Entre cette date et décembre 2011, une centaine de journalistes ont été interpellés, bon nombre passés à tabac, et une trentaine ont été condamnés à des peines d’emprisonnement plus ou moins longues. Les libertés d’expression et d’assemblée ont été si restreintes qu’il ne restait plus aux protestataires qu’à se rassembler en frappant dans leurs mains, dans toutes les grandes villes du pays, pour exprimer leur mécontentement. Mais même ces formes ultimes d’expression citoyenne ont été violemment dispersées.
A Minsk comme en régions, perquisitions et interpellations se sont multipliées. Natalia Radzina, rédactrice en chef du site d’opposition Charter97.org, a dû fuir le pays. Irina Khalip, correspondante du journal russe indépendant Novaïa Gazeta, n’a été libérée que pour être assignée à résidence. Les journaux indépendants nationaux croulent sous les amendes, tandis que les tirages de certains titres régionaux sont tout simplement régulièrement saisis. Le régime se venge des sanctions de l’Union européenne sur ses propres citoyens : journalistes indépendants, membres de l’opposition et défenseurs des droits de l’homme ont découvert avec effarement qu’ils n’étaient plus autorisés à quitter le pays.
Au total, les étonnants espaces d’autonomie vis-à-vis du pouvoir, qui avaient malgré tout subsisté depuis deux décennies, se sont brutalement réduits.
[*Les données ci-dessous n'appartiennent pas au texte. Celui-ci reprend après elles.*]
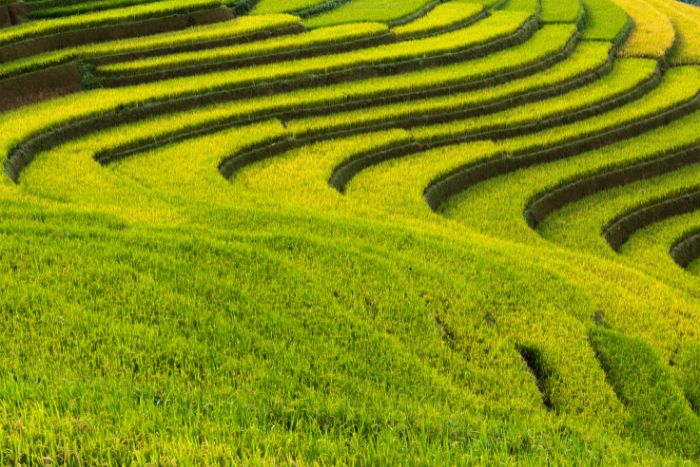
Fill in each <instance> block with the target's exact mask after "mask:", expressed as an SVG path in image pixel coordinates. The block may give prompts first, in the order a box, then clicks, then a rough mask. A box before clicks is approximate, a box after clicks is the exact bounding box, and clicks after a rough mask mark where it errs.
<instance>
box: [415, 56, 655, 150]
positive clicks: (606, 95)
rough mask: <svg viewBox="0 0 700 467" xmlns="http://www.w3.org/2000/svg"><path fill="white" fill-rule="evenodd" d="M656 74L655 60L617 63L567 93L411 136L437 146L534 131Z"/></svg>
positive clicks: (427, 127) (596, 102)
Le petit jeu consistant à attribuer les accréditations de manière sélective force nombre de médias étrangers et leurs correspondants à travailler illégalement – et les rend d’autant plus vulnérables. Et ce n’est pas l’Internet qui pourra suppléer à cette absence de liberté : depuis 2010, les visiteurs des cafés Internet comme les utilisateurs de connexions partagées sont parfaitement identifiés et tracés, tandis que les contenus sont surveillés par un "centre analytique" directement rattaché à la présidence. Aux portes de l’Union européenne, Alexandre Loukachenko fait tout pour reprendre son pays sous contrôle. Mais la société civile résiste et attend son heure.